The Shrimp Roll, however, was genuinely good: crisp exterior, earthy shrimp filling, and a five-spice honey that—while indulgent—worked.

The standout dish of the night was the Branzino. Properly cooked, with appealingly earthy flesh, it was complemented by Thai herbs and a piquant sauce ringing the plate. The salmon roe was used too sparingly, but this was the one dish that suggested a competent kitchen might exist somewhere behind the scenes.

Dessert and the Final Breakdown
We both ordered the lava cake. One bite was enough.
Heavy, dull, and joyless, it offered little flavor or pleasure. By contrast, the accompanying ice cream was excellent—clearly housemade and reminiscent of well-executed PacoJet work. Someone in that kitchen knows what they’re doing. Unfortunately, it wasn’t the person responsible for dessert.
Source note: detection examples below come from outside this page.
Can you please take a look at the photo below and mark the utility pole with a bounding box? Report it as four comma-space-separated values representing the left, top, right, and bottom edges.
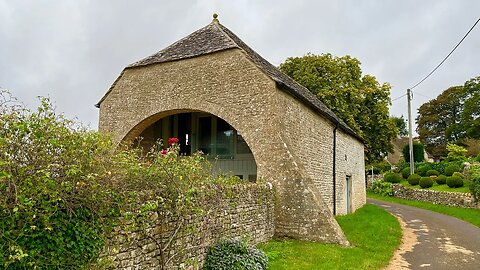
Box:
407, 89, 415, 174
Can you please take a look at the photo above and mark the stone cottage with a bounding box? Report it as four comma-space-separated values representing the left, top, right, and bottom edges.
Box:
96, 15, 365, 244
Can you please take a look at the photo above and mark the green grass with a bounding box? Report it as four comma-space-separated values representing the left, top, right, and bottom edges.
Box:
367, 191, 480, 227
400, 180, 470, 193
258, 204, 402, 270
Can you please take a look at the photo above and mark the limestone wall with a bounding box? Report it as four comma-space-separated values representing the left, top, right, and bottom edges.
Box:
101, 184, 274, 270
393, 184, 480, 208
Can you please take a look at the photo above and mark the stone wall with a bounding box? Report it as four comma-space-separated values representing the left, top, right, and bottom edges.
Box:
100, 184, 275, 269
393, 184, 480, 208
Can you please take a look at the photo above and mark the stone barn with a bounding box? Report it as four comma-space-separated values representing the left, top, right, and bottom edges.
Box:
96, 15, 365, 245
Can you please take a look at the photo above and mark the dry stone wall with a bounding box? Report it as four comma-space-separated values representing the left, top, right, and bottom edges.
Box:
393, 184, 480, 208
100, 184, 275, 270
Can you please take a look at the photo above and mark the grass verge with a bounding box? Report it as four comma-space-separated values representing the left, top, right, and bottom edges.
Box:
258, 204, 402, 270
400, 180, 470, 193
367, 191, 480, 227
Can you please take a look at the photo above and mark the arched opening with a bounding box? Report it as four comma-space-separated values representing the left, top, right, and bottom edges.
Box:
133, 112, 257, 181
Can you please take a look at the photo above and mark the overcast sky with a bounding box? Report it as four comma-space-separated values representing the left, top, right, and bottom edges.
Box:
0, 0, 480, 129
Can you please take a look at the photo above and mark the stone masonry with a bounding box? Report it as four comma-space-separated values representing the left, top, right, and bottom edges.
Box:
99, 16, 365, 245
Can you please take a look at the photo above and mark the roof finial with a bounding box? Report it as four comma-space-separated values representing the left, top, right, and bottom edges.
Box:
212, 13, 218, 23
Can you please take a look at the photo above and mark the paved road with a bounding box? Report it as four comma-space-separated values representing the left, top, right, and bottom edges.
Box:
367, 199, 480, 270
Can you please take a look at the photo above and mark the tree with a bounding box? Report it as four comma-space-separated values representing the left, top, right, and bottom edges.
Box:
280, 54, 397, 162
402, 142, 425, 162
390, 115, 408, 137
417, 76, 480, 157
Even stranger was the wait. The time between finishing our mains and receiving dessert—an item requiring no cooking, only plating—exceeded the time it took us to eat the first two courses combined. A junior food runner eventually appeared to explain that the kitchen was short-staffed.
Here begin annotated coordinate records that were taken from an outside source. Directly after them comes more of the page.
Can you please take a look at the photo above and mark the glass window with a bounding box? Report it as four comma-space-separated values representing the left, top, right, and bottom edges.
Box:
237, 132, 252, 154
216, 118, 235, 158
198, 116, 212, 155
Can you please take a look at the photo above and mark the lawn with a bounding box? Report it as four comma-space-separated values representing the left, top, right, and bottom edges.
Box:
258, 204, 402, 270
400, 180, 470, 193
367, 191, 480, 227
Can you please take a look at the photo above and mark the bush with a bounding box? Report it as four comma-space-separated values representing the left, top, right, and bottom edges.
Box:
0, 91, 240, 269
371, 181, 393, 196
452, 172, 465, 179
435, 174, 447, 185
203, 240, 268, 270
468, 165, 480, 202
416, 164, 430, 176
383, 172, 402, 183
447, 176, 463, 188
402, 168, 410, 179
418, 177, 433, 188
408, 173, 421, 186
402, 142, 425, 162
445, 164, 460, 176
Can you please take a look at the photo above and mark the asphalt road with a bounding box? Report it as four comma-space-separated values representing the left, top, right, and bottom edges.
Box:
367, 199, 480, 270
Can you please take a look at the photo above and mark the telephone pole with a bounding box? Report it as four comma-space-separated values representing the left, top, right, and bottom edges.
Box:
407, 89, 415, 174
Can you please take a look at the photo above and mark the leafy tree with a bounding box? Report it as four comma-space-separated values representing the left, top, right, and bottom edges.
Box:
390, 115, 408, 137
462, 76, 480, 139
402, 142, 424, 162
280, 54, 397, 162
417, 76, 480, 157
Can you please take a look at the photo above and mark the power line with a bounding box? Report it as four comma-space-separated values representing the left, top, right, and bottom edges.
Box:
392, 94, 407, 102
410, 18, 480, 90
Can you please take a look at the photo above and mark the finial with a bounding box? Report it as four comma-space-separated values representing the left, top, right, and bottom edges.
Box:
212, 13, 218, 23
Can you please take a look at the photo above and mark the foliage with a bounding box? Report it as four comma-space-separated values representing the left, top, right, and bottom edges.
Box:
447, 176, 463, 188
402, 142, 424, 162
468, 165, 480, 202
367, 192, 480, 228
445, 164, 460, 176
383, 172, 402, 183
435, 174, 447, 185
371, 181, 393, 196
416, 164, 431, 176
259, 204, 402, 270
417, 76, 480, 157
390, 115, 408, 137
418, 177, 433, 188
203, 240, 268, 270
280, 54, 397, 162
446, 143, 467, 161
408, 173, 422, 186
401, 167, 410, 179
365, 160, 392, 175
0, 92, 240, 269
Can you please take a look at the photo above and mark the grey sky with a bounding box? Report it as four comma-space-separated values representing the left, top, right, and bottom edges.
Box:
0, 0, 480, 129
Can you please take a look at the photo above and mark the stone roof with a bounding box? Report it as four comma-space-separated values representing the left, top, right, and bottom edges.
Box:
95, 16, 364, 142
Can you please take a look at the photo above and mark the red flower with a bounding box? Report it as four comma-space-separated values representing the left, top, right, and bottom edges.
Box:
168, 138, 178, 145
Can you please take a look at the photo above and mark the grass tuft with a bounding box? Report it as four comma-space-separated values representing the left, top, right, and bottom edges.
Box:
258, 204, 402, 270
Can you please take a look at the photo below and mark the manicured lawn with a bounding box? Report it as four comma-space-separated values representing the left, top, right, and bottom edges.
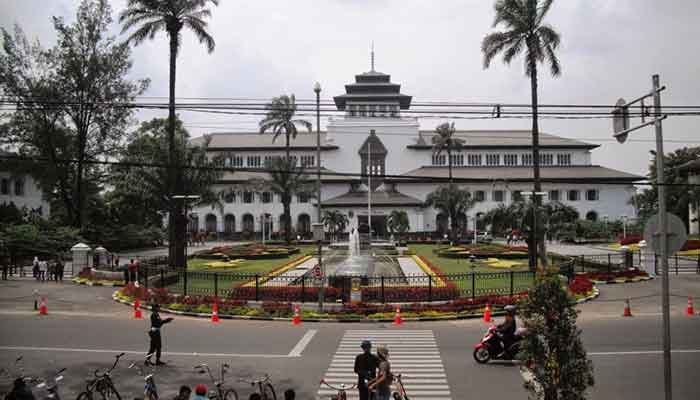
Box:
409, 244, 534, 296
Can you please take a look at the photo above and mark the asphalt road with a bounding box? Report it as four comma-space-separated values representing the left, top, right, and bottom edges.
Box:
0, 276, 700, 400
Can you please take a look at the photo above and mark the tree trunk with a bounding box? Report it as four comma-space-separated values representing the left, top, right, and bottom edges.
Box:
168, 32, 187, 268
529, 60, 547, 270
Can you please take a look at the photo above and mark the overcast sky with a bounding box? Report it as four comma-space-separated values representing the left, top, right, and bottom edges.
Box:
0, 0, 700, 174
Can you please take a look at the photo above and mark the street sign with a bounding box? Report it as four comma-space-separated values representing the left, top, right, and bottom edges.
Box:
612, 99, 630, 143
644, 213, 688, 255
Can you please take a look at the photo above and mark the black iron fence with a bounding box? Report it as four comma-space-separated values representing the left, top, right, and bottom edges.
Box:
138, 267, 535, 303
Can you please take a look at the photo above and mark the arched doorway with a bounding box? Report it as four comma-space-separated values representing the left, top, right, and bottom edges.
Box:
297, 214, 311, 237
435, 213, 449, 235
586, 211, 598, 221
224, 214, 236, 235
243, 214, 255, 235
204, 214, 217, 233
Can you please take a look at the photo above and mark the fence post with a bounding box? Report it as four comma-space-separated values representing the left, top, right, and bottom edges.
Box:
382, 275, 386, 304
428, 275, 433, 301
214, 272, 219, 299
255, 274, 260, 301
472, 272, 476, 300
510, 271, 513, 298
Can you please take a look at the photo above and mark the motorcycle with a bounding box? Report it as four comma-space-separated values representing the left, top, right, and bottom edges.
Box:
473, 325, 527, 364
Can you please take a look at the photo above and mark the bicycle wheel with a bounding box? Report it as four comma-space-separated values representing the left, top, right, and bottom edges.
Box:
262, 383, 277, 400
75, 392, 92, 400
100, 382, 122, 400
223, 389, 238, 400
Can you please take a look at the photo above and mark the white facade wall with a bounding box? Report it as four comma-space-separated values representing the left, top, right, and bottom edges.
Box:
0, 172, 51, 218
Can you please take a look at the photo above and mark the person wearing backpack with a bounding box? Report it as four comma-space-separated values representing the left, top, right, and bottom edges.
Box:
367, 345, 394, 400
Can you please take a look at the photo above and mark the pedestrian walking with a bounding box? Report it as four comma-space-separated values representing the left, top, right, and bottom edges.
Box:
126, 258, 136, 283
367, 345, 394, 400
56, 258, 65, 282
145, 304, 173, 365
32, 256, 39, 280
39, 260, 49, 282
355, 340, 379, 400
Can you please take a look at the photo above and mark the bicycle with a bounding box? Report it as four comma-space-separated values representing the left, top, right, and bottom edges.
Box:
76, 353, 124, 400
194, 363, 238, 400
239, 374, 277, 400
36, 368, 66, 400
391, 374, 410, 400
129, 354, 159, 400
321, 379, 357, 400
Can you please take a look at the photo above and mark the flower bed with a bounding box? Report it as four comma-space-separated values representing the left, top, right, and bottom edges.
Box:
193, 243, 300, 261
574, 268, 649, 282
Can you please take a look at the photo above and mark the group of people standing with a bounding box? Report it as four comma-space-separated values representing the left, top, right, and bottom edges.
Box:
32, 257, 65, 282
355, 340, 394, 400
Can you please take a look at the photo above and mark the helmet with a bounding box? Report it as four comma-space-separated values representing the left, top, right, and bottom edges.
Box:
194, 383, 207, 396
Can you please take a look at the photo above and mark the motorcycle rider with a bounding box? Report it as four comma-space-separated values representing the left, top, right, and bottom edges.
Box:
496, 305, 517, 357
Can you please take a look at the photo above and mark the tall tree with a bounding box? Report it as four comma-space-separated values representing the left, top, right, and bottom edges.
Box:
425, 183, 475, 241
119, 0, 219, 267
0, 0, 148, 228
432, 122, 464, 183
260, 94, 312, 159
264, 157, 313, 244
481, 0, 561, 267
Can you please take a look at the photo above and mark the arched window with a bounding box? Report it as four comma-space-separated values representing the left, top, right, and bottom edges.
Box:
243, 214, 255, 233
586, 211, 598, 221
204, 214, 217, 232
297, 214, 311, 234
224, 214, 236, 235
435, 213, 449, 234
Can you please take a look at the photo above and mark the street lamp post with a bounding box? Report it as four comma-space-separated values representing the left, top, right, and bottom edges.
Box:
520, 192, 547, 269
314, 82, 326, 311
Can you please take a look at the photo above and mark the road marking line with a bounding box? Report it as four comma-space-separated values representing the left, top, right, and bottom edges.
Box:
0, 346, 289, 358
588, 349, 700, 356
288, 329, 318, 357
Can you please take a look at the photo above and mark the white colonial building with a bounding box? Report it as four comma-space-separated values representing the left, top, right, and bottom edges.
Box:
191, 67, 643, 237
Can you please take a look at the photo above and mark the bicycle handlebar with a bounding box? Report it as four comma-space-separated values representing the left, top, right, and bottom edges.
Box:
238, 374, 270, 386
320, 379, 357, 391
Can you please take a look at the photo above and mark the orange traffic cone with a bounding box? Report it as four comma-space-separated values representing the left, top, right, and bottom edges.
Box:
394, 306, 403, 325
134, 297, 143, 319
622, 299, 632, 317
292, 305, 301, 325
484, 303, 491, 324
685, 296, 693, 317
39, 297, 49, 315
211, 301, 219, 324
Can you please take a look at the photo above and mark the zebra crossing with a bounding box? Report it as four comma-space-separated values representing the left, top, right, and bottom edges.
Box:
317, 330, 451, 400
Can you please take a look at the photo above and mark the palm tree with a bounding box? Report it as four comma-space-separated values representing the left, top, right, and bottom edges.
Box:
432, 122, 464, 183
386, 210, 410, 239
265, 157, 313, 244
321, 210, 350, 240
425, 183, 476, 241
260, 94, 311, 162
481, 0, 561, 266
119, 0, 219, 267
If the kitchen is short-staffed, why does the handheld POS insist on a minimum 20 percent tip? Why isn’t there some acknowledgment—financial or otherwise—that the guest is subsidizing systemic failure?
I tipped the 20 percent, mostly to escape.

Verdict
Groot Hospitality—the corporate owner—has earned a place on my personal no-return list. “Hospitality” is an ironic name for an operation where management appears disengaged, service systems are broken, and accountability is absent.
The dining room skewed young, which may explain some tolerance for chaos. Older diners (over 30) —those with broader culinary reference points—appear to have already voted with their feet.
Komodo Dallas is not just disappointing. It is dysfunctional. And until management decides that details, leadership, and guests actually matter, no amount of branding or buzz will save it.